He initiated his plan by a search for any of Jonathan’s descendants (v. 1). He knew both Jonathan and his father, King Saul, had died in battle with his three sons on Mt. Gilboa (1 Sam. 31:6). It was a common occurrence in those days that a new king would eliminate anyone who might aspire to inherit the former leader’s position. King Herod, just prior to the time of Jesus had his favorite wife and two sons killed to forestall any opposition to himself. As the emperor observed, it was safer to be Herod’s dog than one of his kin. David, for his part, professed only to show kindness for Jonathan’s sake.
As the word spread, someone reported to the king who professed to be one of Saul’s servants (vv. 2-3). Apparently, the informants had identified the servant as Ziba because David addressed him by name. Ziba admitted he was the one and immediately offered his services to David. To the inquiry about any surviving descendants of Jonathan, he identified a surviving son who was “lame on his feet,” the only identification proffered at that time. We know how the injury occurred. After the battle on Mt. Gilboa in which Saul and his three sons, including Jonathan, were killed, David was installed as King of Judah (2 Sam. 2:4). In the confusion before David gained control of Israel, Ish-bosheth, one of Soul’s sons, gained control for two years (2 Sam. 2:10). At some point, Mephibosheth, age five, was under the care of his nurse as they fled from Jerusalem. Along the way, the boy “fell, and became lame” (2 Sam. 4:4).
About 18 years after the deaths on Mt.

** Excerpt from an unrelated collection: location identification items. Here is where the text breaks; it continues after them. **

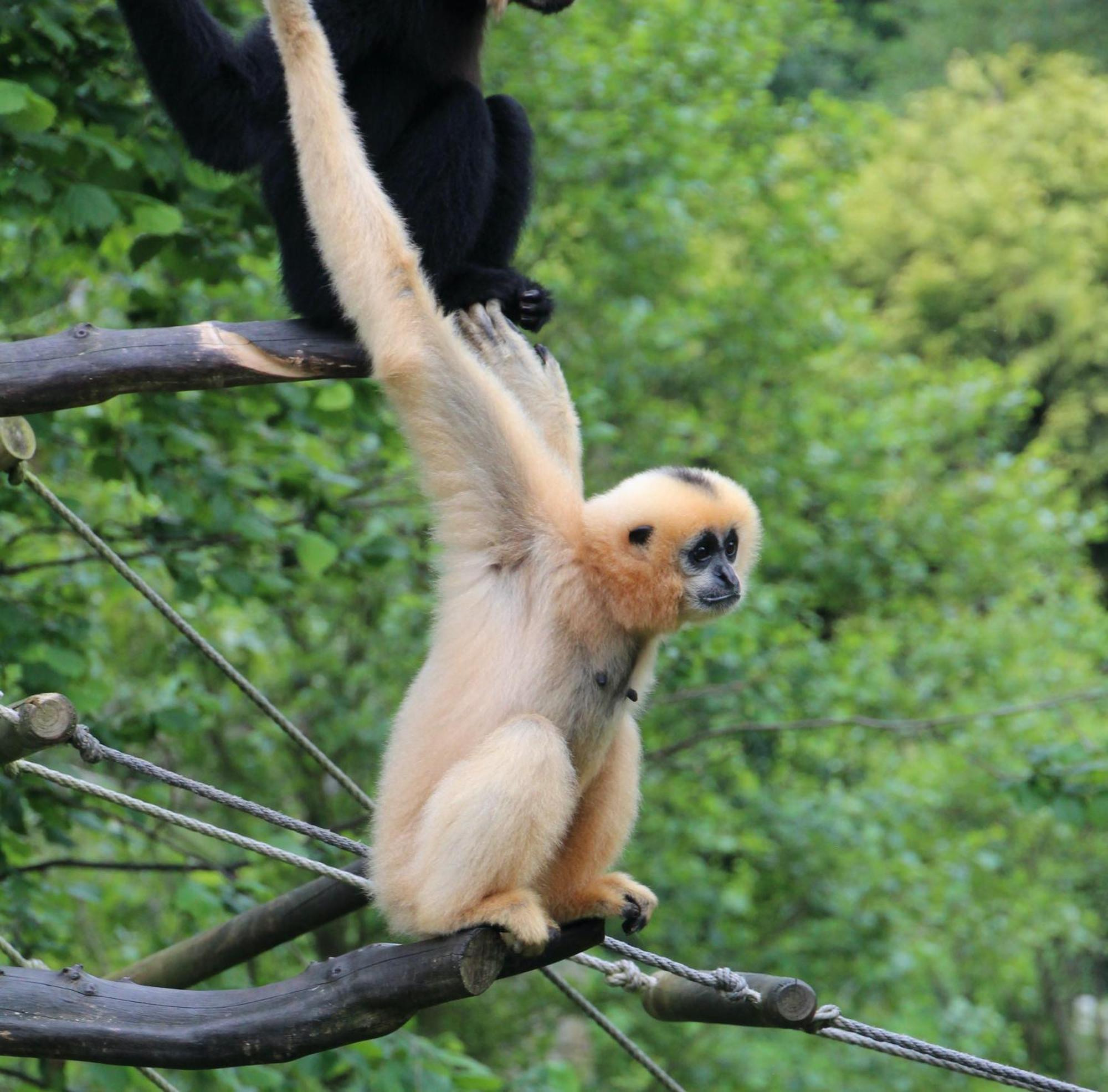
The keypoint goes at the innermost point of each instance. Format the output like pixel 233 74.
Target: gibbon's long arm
pixel 496 482
pixel 202 75
pixel 541 390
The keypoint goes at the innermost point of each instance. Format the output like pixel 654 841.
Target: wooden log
pixel 87 365
pixel 786 1003
pixel 363 995
pixel 248 935
pixel 34 725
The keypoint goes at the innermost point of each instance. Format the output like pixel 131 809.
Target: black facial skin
pixel 714 560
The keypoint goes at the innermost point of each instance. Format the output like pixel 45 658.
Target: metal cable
pixel 22 766
pixel 22 961
pixel 829 1024
pixel 85 532
pixel 594 1014
pixel 93 750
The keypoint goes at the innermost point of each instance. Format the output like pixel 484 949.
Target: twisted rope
pixel 730 983
pixel 623 974
pixel 829 1024
pixel 22 766
pixel 22 961
pixel 85 532
pixel 629 1045
pixel 94 751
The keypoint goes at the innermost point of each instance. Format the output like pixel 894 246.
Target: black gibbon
pixel 511 779
pixel 457 165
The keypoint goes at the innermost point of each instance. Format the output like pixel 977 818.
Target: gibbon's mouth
pixel 547 7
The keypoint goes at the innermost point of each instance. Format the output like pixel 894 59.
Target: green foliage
pixel 887 49
pixel 919 562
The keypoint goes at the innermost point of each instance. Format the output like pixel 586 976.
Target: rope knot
pixel 734 986
pixel 824 1016
pixel 628 976
pixel 88 746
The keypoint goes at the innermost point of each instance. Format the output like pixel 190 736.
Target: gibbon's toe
pixel 532 309
pixel 635 921
pixel 615 895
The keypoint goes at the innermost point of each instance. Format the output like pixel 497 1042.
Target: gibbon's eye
pixel 705 547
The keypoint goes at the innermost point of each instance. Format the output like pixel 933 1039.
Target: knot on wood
pixel 88 746
pixel 734 986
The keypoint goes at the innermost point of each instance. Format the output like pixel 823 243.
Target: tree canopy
pixel 886 321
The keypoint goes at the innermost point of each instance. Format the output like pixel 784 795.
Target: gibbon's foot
pixel 614 895
pixel 501 346
pixel 522 300
pixel 519 915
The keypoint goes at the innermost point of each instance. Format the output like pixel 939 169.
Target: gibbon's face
pixel 674 545
pixel 547 7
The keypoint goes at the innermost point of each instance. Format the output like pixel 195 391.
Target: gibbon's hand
pixel 531 373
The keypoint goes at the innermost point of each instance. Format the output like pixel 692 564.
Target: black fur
pixel 457 165
pixel 692 475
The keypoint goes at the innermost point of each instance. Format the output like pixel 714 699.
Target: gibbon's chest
pixel 603 686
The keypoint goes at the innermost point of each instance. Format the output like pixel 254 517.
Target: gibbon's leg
pixel 442 170
pixel 490 829
pixel 488 275
pixel 532 375
pixel 576 885
pixel 202 75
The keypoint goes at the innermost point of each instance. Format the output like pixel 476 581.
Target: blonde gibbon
pixel 511 779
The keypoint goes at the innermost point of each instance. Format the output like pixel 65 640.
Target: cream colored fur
pixel 511 780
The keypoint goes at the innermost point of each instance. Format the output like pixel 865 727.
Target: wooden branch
pixel 34 725
pixel 363 995
pixel 786 1003
pixel 87 365
pixel 906 726
pixel 248 935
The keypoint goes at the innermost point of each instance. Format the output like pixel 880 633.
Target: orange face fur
pixel 644 577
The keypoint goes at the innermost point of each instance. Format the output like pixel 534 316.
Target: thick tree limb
pixel 363 995
pixel 87 365
pixel 34 725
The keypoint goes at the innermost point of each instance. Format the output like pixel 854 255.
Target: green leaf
pixel 335 397
pixel 88 206
pixel 14 96
pixel 24 110
pixel 156 217
pixel 315 553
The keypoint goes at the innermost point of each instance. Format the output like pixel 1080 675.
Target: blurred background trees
pixel 791 240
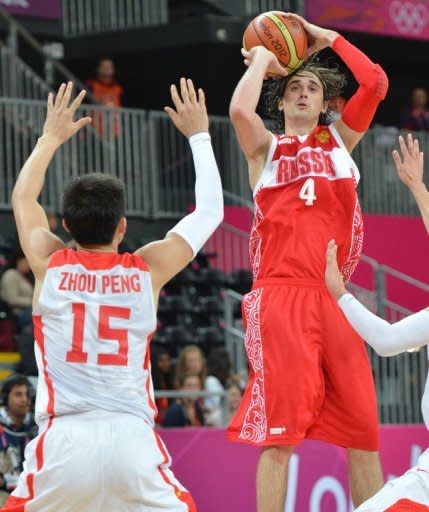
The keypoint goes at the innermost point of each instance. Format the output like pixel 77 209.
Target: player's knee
pixel 363 456
pixel 278 454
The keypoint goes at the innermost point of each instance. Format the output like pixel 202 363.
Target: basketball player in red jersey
pixel 94 313
pixel 310 377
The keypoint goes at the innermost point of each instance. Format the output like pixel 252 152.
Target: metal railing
pixel 38 66
pixel 92 16
pixel 230 246
pixel 116 144
pixel 380 189
pixel 144 147
pixel 221 421
pixel 250 8
pixel 17 79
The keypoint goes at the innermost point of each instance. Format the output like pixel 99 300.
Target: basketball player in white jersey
pixel 94 313
pixel 410 492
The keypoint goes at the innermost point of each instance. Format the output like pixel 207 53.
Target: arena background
pixel 153 43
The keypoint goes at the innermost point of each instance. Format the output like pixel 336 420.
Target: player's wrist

Gilboa, David and Saul’s descendants made initial contact (vv. 4-5). When David asked whether there were any survivors of Jonathan, Ziba identified the house of Machir as the location. Mention of Machir’s name deserves amplification. He was a successful business man whom David probably already knew. Later, when David left Jerusalem following the rebellion of his son, Absalom, Machir and others in supplied the king and his loyal staff with provisions (2 Sam. 17:24-29). Machir’s contribution represents a tacit connection between government and civilian alliances, a process still relevant. In the early stages of WW II, for example, a business man named Higgins developed landing craft that made possible landings of troops and supplies on island shores as well as in the invasion of Normandy in 1944.

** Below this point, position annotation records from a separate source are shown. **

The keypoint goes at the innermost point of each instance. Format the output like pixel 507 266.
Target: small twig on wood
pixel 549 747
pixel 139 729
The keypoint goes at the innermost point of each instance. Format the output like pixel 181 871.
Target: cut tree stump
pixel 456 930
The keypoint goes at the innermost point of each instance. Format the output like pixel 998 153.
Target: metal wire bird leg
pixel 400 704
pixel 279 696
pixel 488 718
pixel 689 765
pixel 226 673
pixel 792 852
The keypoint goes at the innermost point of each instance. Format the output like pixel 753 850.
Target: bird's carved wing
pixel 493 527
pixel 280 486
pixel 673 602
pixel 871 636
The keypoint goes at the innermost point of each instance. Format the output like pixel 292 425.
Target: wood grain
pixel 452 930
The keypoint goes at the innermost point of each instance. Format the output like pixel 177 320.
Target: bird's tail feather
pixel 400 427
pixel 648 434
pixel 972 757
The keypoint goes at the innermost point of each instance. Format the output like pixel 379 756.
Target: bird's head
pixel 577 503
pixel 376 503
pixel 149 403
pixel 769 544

The Bible continues with David’s assurance of a positive outcome (vv. 6-8). At David’s summons, Mephibosheth responded by appearing before David by “falling on his face” in an attitude of reverence. He knew that his fate rested solely in the hands of David, who assured him of his honorable intention to reward him for the kindness Jonathan had given to David. Mephibosheth acknowledged David’s words, but called himself nothing more than a “dead dog,” that is, a person of no importance (1 Sam. 34:15).
The king then summoned Ziba and informed him he was awarding Mephibosheth with Saul’s property (v. 9). Later events show that Ziba resented that allotment (2 Sam. 16:1-4). Nevertheless, David did not take offense and later reapportioned Saul’s holdings between Ziba and Mephibosheth (2 Sam. 19:25-29).

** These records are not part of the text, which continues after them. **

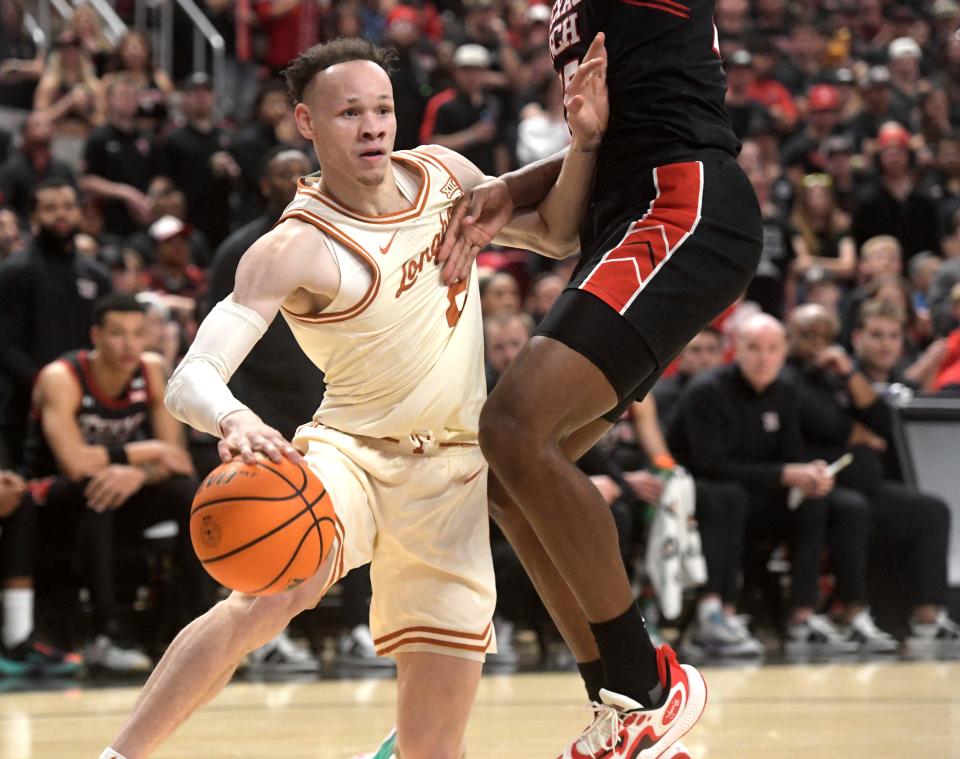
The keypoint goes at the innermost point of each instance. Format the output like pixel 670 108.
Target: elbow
pixel 559 247
pixel 172 397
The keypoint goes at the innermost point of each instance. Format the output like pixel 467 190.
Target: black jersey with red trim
pixel 665 78
pixel 102 420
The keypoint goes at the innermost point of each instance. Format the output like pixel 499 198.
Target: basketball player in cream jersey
pixel 352 266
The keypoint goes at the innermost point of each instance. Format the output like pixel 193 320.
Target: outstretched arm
pixel 558 187
pixel 282 262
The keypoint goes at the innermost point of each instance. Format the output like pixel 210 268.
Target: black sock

We conclude this study with David’s care for the disabled (v. 13). The Bible mentions Mephibosheth’s lame feet five times (2 Sam 4:4 [twice]; 9:3, 13; 14:26). We note that the maimed and disabled defenders of our country also need help. Communities rally to build houses for those unable to care for themselves. Various wounded warriors projects enable people from all walks of life a chance to say, “Thank You.”